Arthur was about to protest at this distressingly accurate slur when the door swung open and the translucent figure of Dedlock strode in, coat-tails flapping, his face set in an expression of reckless determination.

The old Queen, one hundred and six years dead, turned up her lips in a gruesome approximation of a smile. “To what do we owe this most irregular pleasure?”

The man from the Directorate seemed flustered and ill at ease. “Forgive me, your majesty. Forgive me my haste and my discourteous intrusion. I had no choice but to see you.”

The Queen gazed upon her subject, impassive and unspeaking.

“Your Majesty, I do not believe that Leviathan is what he claims. Surely you know that name is written in the Bible? It is the sea beast, the great serpent, the tyrant of the seven heads.”

“Really, Dedlock.” The Queen was tutting like a ticket collector faced with a recidivist fare dodger offering up some deliriously complicated excuse. “There is no need for such theatrics. Leviathan said you might react like this. He told me last night that there will be doubters.”

“Last night, ma’am?”

“He came to me again in a dream and told me what I must do. I am to construct a chapel beneath Balmoral in his honor. He will keep our borders safe. He will maintain our empire and ensure that this country remains in the hands of my house for all time.”

“Have you never considered, ma’am, that we may achieve all of that without the aid of this Leviathan?”

The Queen did not seem to have even heard the question. “I don’t believe you’ve been introduced to my solicitors,” she said. “They have been hard at work upon the contract.” Like clockwork mannequins, the men behind the Queen stepped forward. “I’d like you to meet the firm of Wholeworm, Quillinane and Killbreath.”

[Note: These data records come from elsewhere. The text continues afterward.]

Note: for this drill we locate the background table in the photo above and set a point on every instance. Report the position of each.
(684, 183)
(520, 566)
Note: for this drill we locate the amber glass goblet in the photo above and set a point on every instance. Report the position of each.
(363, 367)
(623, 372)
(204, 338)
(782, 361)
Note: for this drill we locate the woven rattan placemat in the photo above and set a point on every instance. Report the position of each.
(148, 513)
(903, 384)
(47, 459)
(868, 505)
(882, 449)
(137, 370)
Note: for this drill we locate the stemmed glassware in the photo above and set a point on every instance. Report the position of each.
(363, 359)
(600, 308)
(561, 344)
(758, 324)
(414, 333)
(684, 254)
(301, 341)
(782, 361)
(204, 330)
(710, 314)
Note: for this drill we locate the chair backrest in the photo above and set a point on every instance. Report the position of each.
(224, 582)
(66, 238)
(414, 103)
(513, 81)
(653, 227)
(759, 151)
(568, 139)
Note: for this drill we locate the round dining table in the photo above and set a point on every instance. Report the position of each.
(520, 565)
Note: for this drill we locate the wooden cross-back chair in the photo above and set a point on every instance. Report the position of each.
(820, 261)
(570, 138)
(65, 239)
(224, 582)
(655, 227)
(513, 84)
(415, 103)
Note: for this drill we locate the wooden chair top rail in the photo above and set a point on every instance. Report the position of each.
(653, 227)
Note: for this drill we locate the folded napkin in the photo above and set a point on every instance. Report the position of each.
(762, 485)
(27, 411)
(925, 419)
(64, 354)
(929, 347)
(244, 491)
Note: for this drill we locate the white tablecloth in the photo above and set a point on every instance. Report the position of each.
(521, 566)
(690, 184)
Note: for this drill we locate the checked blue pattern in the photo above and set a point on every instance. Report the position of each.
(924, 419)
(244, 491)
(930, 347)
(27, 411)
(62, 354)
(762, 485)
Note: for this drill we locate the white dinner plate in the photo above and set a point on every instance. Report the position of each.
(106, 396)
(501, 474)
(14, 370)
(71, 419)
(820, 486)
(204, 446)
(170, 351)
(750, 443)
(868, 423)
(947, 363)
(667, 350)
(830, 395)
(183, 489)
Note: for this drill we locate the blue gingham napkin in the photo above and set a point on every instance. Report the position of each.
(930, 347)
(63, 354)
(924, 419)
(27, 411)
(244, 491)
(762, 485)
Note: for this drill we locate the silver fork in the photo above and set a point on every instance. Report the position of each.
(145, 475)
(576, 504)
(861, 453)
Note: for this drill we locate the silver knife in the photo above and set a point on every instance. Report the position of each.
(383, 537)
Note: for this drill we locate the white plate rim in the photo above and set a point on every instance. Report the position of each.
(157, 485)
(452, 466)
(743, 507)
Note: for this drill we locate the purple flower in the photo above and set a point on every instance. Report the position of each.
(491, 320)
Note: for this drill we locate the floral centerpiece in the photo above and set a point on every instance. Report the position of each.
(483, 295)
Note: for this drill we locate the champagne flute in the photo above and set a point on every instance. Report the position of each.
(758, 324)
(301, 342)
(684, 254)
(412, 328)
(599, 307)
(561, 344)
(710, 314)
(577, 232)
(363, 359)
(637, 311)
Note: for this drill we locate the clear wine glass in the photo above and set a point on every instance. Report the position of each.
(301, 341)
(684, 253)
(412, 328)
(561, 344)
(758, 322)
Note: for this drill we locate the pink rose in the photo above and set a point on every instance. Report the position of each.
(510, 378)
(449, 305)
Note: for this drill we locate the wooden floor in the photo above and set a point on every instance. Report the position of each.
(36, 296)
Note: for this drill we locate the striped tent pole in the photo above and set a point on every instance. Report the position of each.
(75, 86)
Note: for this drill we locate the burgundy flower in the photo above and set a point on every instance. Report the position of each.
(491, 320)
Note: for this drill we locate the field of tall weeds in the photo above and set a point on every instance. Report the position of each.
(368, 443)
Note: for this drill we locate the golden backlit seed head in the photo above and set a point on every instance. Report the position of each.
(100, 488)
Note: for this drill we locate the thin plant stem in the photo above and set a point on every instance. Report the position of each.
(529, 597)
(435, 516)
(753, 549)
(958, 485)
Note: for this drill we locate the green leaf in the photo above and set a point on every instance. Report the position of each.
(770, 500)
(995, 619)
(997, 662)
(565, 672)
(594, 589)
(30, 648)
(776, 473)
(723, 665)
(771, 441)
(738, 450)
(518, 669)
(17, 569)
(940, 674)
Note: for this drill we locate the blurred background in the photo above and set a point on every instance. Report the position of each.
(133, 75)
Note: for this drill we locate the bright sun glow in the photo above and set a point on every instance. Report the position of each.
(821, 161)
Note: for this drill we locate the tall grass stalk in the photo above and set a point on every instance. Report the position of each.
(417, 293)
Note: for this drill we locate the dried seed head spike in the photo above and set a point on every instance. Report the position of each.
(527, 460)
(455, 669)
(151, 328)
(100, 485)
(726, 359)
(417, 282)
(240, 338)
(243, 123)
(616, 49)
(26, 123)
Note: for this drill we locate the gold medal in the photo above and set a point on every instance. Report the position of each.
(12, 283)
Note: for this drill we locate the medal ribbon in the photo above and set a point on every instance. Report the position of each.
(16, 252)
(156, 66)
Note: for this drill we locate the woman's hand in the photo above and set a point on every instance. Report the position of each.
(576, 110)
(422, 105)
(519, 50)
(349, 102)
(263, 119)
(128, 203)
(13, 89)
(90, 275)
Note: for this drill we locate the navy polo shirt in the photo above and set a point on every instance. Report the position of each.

The first of the men thrust out his hand. When he spoke, it was in the rich, plummy tones of the cream of England’s boarding schools. “It’s a pleasure to meet you, Mr. Dedlock. I’m Giles Wholeworm.”

The next lawyer stepped forward, his hand also extended. “Jim Quillinane,” he said, in the musical lilt of the Emerald Island.

“Robbie Killbreath,” said the third of the lawyers in a thick Scots brogue. “Good tae ken you.”

“Gentlemen,” said the Queen. “You have your orders. You know where to find the boy? Has Leviathan given you directions?”

Wholeworm bowed his head. “Yes, your highness.”

“I know I can rely on your discretion. We will meet again tomorrow.”

The advocates nodded their understanding and, careful never to turn their heads upon the monarch, edged slowly, and with painful respect, from the room.”